SandyY2K · 16/05/2018 20:45

He even said that he wasn't sure he could do it - be in a relationship where I don't trust him. He referred to the last two years being 'hell' for him and it was hard for him to see me mistrusting him (despite the fact he was actually lying/deceiving etc!!)

I can't believe the cheek of him to say this.

You mistrusted him while he was actively having a 2 year affair which resulted in a baby!

He exposed you to STDs and calls the affairs a mistake.

There was mistake in 2 years of deception. Every lie was planned...there was no error in his intent to have sex with her over those 2 years.

I'd limit conversations to your DS and matters of separation/divorce.
You need to file within 6 months for adultery. The pregnant OW is your proof of that.

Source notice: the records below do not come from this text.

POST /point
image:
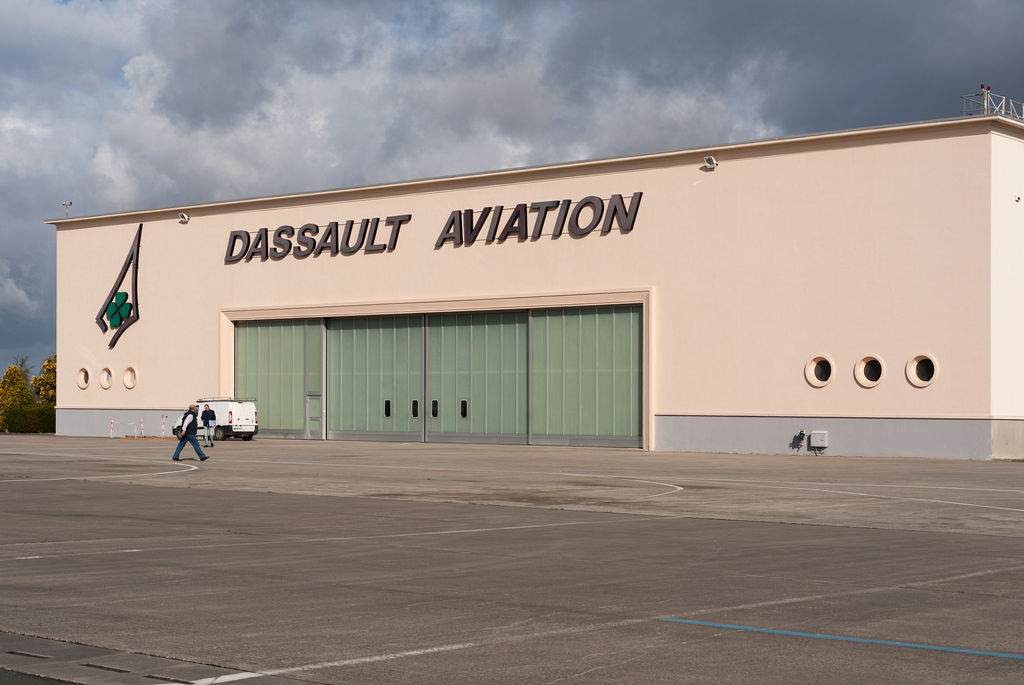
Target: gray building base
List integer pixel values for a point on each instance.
(127, 423)
(937, 438)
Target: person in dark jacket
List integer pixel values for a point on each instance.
(209, 418)
(187, 434)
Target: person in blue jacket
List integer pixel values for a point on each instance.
(188, 425)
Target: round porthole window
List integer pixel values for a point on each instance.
(869, 372)
(818, 372)
(922, 370)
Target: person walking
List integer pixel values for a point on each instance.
(209, 418)
(187, 434)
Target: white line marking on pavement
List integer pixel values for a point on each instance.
(330, 665)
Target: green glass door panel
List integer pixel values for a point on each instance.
(586, 376)
(271, 368)
(375, 377)
(476, 376)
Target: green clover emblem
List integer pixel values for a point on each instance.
(119, 309)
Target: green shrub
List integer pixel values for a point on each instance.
(32, 419)
(13, 392)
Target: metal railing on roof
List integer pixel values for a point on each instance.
(986, 102)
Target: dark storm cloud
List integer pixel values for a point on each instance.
(816, 66)
(124, 104)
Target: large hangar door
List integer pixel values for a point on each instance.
(586, 376)
(476, 377)
(278, 365)
(375, 378)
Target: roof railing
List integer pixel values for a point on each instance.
(987, 103)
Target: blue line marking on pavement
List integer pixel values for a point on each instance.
(888, 643)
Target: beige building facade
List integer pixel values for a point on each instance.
(850, 293)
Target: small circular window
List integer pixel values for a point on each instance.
(818, 371)
(922, 370)
(869, 372)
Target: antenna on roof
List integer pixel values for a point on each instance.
(986, 104)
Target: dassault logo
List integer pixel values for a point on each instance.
(121, 308)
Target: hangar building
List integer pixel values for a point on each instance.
(846, 293)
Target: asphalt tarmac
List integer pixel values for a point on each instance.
(350, 562)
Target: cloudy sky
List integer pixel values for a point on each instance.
(138, 103)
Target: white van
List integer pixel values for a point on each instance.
(235, 418)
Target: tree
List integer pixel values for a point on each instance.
(46, 383)
(13, 392)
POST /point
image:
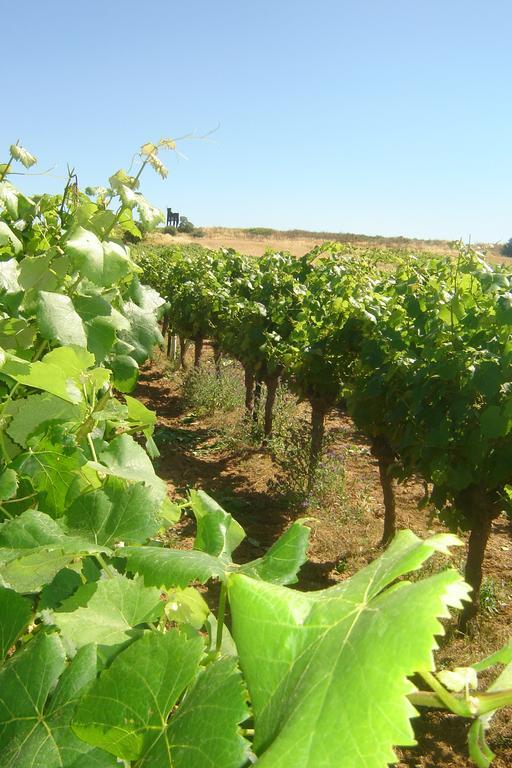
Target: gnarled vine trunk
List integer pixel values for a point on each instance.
(249, 390)
(257, 399)
(217, 357)
(383, 452)
(272, 383)
(183, 353)
(198, 351)
(319, 410)
(481, 510)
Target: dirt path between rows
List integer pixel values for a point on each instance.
(345, 535)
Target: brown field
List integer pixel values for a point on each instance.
(202, 450)
(299, 242)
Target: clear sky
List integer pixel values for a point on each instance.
(389, 117)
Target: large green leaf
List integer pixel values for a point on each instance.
(126, 712)
(107, 612)
(86, 253)
(327, 671)
(43, 374)
(117, 262)
(8, 484)
(15, 613)
(34, 548)
(115, 513)
(32, 413)
(126, 371)
(144, 333)
(217, 532)
(59, 321)
(168, 568)
(126, 459)
(479, 750)
(53, 469)
(281, 563)
(36, 708)
(11, 292)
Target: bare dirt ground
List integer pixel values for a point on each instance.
(345, 536)
(256, 245)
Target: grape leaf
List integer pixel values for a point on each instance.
(59, 321)
(116, 263)
(281, 563)
(107, 612)
(11, 292)
(144, 332)
(479, 750)
(86, 253)
(35, 719)
(126, 372)
(22, 155)
(127, 709)
(8, 484)
(115, 513)
(15, 613)
(126, 459)
(217, 532)
(34, 548)
(52, 469)
(42, 374)
(31, 413)
(316, 675)
(168, 568)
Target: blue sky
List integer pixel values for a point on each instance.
(387, 117)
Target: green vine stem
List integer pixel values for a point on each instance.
(220, 616)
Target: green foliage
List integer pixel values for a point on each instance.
(109, 652)
(506, 249)
(206, 391)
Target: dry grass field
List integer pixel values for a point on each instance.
(256, 241)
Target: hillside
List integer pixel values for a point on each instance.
(256, 240)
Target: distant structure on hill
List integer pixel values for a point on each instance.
(173, 219)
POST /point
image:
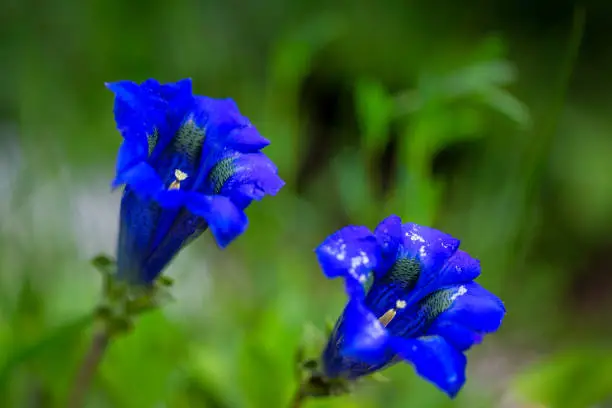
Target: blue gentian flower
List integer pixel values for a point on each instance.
(412, 297)
(188, 163)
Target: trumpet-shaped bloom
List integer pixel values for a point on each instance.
(412, 297)
(188, 163)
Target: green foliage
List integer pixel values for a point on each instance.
(475, 135)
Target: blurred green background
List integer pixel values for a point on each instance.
(488, 119)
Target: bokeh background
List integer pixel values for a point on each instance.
(488, 119)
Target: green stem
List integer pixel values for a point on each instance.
(88, 368)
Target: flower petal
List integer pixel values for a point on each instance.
(141, 178)
(225, 220)
(245, 177)
(246, 139)
(433, 248)
(140, 110)
(475, 309)
(460, 268)
(131, 152)
(389, 235)
(435, 360)
(364, 337)
(351, 252)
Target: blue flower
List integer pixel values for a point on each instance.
(188, 163)
(411, 297)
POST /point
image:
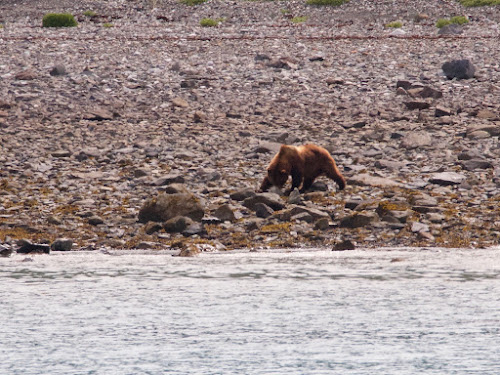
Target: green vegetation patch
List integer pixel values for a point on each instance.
(299, 19)
(334, 3)
(192, 2)
(59, 20)
(479, 3)
(395, 24)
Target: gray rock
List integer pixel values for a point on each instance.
(28, 247)
(253, 224)
(95, 220)
(492, 129)
(460, 69)
(364, 179)
(452, 29)
(152, 227)
(417, 227)
(99, 114)
(288, 214)
(225, 213)
(389, 164)
(344, 245)
(180, 102)
(406, 85)
(177, 224)
(138, 173)
(263, 210)
(469, 155)
(478, 134)
(265, 147)
(429, 92)
(361, 219)
(62, 244)
(474, 164)
(243, 194)
(417, 104)
(302, 216)
(442, 111)
(5, 251)
(176, 188)
(322, 224)
(61, 153)
(166, 206)
(447, 178)
(194, 229)
(271, 199)
(414, 140)
(169, 179)
(58, 70)
(294, 197)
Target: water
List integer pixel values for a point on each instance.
(425, 311)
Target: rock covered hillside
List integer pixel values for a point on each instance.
(139, 99)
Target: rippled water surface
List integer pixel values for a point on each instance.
(415, 311)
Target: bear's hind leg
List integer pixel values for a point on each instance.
(307, 184)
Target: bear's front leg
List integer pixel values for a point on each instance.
(296, 179)
(266, 184)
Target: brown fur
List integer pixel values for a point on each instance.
(304, 163)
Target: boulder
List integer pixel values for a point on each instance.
(364, 179)
(358, 220)
(62, 244)
(270, 199)
(414, 140)
(243, 194)
(177, 224)
(263, 210)
(459, 69)
(166, 206)
(28, 247)
(344, 245)
(225, 213)
(447, 178)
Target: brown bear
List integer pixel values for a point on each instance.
(305, 163)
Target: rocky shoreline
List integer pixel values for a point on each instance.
(97, 121)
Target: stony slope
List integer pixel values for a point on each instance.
(156, 99)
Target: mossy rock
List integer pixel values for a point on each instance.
(479, 3)
(59, 20)
(335, 3)
(166, 206)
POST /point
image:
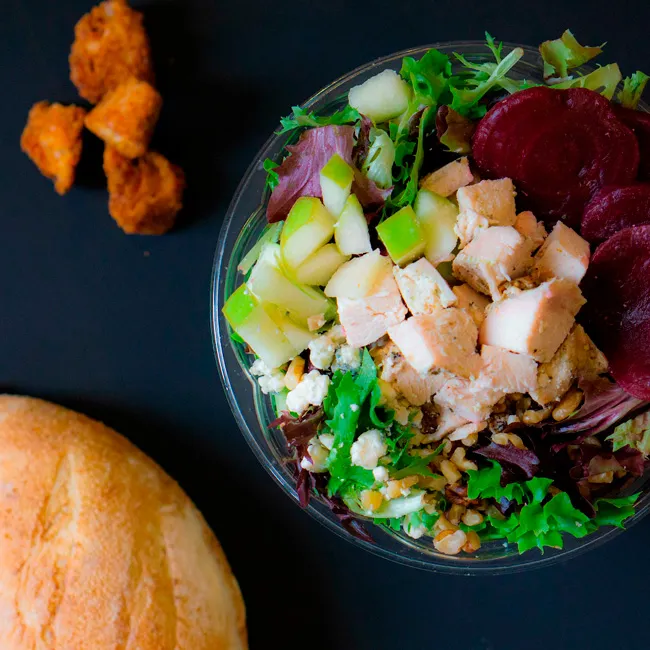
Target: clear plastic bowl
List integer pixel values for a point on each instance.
(253, 411)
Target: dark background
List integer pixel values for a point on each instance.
(119, 327)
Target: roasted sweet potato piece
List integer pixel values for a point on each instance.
(52, 139)
(145, 194)
(111, 46)
(126, 117)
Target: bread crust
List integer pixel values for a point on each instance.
(100, 548)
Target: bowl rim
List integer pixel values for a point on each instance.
(219, 333)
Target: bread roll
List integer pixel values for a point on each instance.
(99, 548)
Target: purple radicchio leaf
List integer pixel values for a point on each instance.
(298, 432)
(523, 461)
(605, 404)
(454, 131)
(299, 173)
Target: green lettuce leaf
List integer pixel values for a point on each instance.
(301, 118)
(603, 80)
(467, 91)
(345, 391)
(634, 432)
(378, 165)
(565, 53)
(633, 87)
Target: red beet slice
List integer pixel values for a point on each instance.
(616, 207)
(559, 146)
(617, 313)
(639, 122)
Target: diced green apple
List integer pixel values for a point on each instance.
(402, 235)
(320, 267)
(270, 284)
(308, 227)
(351, 230)
(299, 337)
(248, 318)
(358, 277)
(437, 216)
(335, 184)
(382, 97)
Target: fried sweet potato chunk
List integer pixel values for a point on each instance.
(111, 46)
(145, 194)
(126, 117)
(52, 139)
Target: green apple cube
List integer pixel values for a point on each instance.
(335, 183)
(351, 230)
(438, 217)
(320, 267)
(248, 318)
(300, 337)
(308, 227)
(382, 97)
(359, 277)
(402, 235)
(270, 284)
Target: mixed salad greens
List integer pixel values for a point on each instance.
(416, 328)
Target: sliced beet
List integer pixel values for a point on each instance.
(614, 208)
(617, 313)
(639, 122)
(559, 146)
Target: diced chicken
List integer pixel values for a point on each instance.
(416, 388)
(423, 289)
(448, 179)
(564, 255)
(577, 357)
(468, 225)
(467, 399)
(365, 320)
(488, 201)
(496, 256)
(534, 322)
(530, 229)
(507, 371)
(472, 302)
(445, 340)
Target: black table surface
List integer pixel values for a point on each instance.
(119, 327)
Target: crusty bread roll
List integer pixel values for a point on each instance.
(99, 548)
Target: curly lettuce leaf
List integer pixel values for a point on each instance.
(345, 391)
(301, 118)
(541, 521)
(635, 433)
(633, 87)
(378, 164)
(565, 53)
(603, 80)
(429, 78)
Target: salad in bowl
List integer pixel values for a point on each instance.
(449, 309)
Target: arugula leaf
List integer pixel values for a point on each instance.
(603, 80)
(428, 77)
(634, 432)
(236, 338)
(272, 177)
(300, 118)
(633, 87)
(345, 391)
(486, 483)
(467, 91)
(565, 53)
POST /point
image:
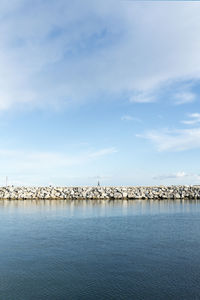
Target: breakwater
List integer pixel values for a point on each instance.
(109, 193)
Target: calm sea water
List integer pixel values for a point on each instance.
(99, 250)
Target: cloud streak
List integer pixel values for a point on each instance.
(55, 54)
(174, 140)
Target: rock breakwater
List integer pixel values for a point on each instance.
(109, 193)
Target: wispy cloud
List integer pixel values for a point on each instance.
(174, 140)
(55, 54)
(142, 97)
(194, 119)
(130, 118)
(22, 161)
(177, 175)
(183, 98)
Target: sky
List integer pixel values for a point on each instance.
(99, 91)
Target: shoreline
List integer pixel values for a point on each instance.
(98, 192)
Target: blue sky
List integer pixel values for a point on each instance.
(99, 90)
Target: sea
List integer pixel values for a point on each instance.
(134, 249)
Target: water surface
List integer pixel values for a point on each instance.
(99, 250)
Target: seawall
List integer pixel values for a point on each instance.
(109, 193)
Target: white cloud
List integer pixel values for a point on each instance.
(130, 118)
(142, 98)
(183, 98)
(174, 140)
(24, 161)
(177, 175)
(63, 52)
(194, 119)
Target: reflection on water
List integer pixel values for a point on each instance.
(97, 208)
(66, 249)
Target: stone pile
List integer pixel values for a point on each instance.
(110, 193)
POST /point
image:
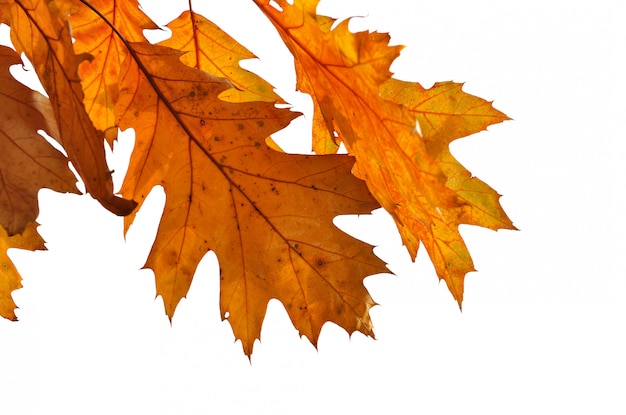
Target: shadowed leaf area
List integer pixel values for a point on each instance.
(203, 129)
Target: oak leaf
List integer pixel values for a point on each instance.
(210, 49)
(10, 279)
(267, 215)
(41, 31)
(413, 177)
(106, 50)
(28, 162)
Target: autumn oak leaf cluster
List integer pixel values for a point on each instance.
(203, 128)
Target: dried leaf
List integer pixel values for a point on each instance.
(414, 177)
(10, 279)
(41, 31)
(267, 215)
(210, 49)
(28, 163)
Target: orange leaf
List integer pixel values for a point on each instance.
(96, 38)
(210, 49)
(28, 163)
(267, 215)
(10, 279)
(418, 182)
(41, 31)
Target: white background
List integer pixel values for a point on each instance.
(542, 329)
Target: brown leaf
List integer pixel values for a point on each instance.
(41, 31)
(267, 215)
(10, 279)
(28, 162)
(210, 49)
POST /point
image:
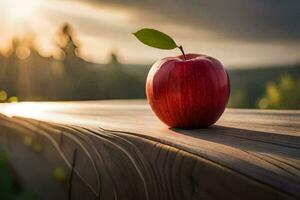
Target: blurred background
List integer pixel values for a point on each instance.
(83, 49)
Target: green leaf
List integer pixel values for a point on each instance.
(154, 38)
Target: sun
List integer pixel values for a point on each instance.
(19, 10)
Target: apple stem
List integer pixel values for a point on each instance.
(181, 49)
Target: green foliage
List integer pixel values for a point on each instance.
(282, 95)
(156, 39)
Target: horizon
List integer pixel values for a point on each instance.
(106, 26)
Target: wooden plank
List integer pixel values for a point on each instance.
(249, 154)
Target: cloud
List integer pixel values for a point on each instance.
(262, 20)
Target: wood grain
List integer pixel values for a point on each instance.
(124, 152)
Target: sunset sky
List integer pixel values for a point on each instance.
(239, 33)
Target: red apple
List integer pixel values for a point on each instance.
(188, 93)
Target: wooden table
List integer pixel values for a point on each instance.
(120, 150)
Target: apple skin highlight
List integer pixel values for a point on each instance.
(188, 93)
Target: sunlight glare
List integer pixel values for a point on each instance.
(20, 9)
(27, 109)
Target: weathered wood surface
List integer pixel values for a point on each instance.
(124, 152)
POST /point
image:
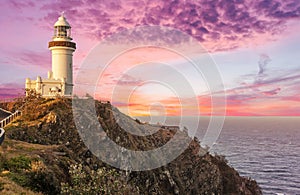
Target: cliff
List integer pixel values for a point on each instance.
(44, 153)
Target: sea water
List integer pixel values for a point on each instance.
(266, 149)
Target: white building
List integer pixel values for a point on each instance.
(60, 79)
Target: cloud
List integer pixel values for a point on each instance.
(228, 22)
(263, 62)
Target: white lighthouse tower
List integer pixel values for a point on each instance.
(60, 79)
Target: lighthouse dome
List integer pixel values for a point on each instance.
(62, 22)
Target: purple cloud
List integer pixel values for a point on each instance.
(229, 20)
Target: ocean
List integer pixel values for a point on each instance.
(266, 149)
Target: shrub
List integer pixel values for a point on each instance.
(102, 181)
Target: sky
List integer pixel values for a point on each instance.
(255, 46)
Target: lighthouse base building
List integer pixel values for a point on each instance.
(60, 79)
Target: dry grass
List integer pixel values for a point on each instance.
(8, 187)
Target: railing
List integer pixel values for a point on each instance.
(10, 118)
(2, 134)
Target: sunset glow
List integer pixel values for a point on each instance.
(255, 45)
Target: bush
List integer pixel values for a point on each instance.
(17, 164)
(102, 181)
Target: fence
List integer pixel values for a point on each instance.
(2, 134)
(9, 119)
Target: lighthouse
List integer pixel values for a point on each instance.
(62, 49)
(60, 78)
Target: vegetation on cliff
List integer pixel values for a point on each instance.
(43, 153)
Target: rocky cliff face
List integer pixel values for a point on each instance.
(49, 123)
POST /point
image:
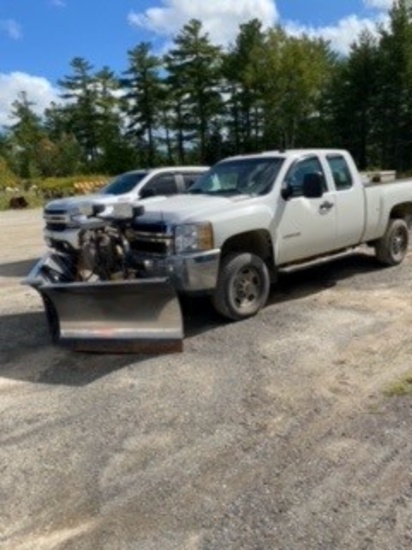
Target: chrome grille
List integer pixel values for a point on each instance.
(152, 238)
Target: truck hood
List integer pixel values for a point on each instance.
(191, 208)
(72, 203)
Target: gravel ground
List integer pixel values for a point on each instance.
(273, 433)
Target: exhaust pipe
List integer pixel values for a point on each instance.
(136, 316)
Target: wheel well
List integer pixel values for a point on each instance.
(402, 211)
(256, 242)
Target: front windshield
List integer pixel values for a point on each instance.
(251, 176)
(123, 183)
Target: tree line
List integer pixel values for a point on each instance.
(199, 103)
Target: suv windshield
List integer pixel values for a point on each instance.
(252, 176)
(123, 183)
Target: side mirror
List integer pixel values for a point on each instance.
(146, 193)
(312, 187)
(286, 191)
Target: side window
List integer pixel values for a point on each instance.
(164, 184)
(189, 179)
(340, 172)
(299, 170)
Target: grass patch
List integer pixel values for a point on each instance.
(400, 387)
(34, 200)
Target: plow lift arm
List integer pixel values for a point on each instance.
(111, 316)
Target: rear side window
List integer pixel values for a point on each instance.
(164, 184)
(340, 172)
(299, 170)
(189, 179)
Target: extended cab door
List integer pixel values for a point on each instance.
(350, 201)
(305, 227)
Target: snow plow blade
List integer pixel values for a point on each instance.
(137, 316)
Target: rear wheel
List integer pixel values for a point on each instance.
(392, 247)
(243, 286)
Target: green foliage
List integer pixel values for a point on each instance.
(194, 68)
(7, 176)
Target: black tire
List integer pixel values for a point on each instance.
(52, 319)
(243, 286)
(392, 247)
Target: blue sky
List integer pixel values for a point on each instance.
(39, 38)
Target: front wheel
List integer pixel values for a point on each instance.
(392, 247)
(243, 286)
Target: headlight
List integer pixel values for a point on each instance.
(193, 237)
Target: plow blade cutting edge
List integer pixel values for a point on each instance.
(138, 316)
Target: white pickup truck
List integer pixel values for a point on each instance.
(249, 216)
(63, 217)
(228, 236)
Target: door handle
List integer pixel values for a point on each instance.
(326, 206)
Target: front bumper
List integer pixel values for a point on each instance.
(187, 273)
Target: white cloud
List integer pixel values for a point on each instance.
(39, 91)
(221, 19)
(341, 35)
(11, 28)
(378, 4)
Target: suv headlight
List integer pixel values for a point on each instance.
(193, 237)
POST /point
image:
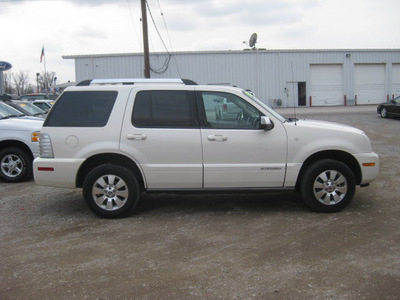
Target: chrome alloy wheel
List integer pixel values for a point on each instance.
(12, 165)
(110, 192)
(330, 187)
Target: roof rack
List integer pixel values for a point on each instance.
(131, 81)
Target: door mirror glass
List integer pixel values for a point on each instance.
(266, 123)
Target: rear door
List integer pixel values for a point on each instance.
(161, 132)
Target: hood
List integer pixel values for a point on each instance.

Hopefully you have her name to put on the petition. She knows he's married right?

Lifeunexpected · 16/05/2018 22:32

I didn't know you needed to file within 6 months for adultery....

Is there a reason why he'd want to delay a divorce?

When I asked him at one point a few weeks ago, he declared that 'in no way am I ready for a divorce' but he wouldn't stand in my way if I wanted to proceed quickly. I figured it was for emotional reasons, but is there a financial incentive to delay it? I.e. if it's not granted for adultery, am I less likely to get more money?

Yes I have her name. She slept with him/had a relationship for 3 months knowing he was married. Then he lied to her and told her we'd separated for the remaining 21 months. She now knows the truth.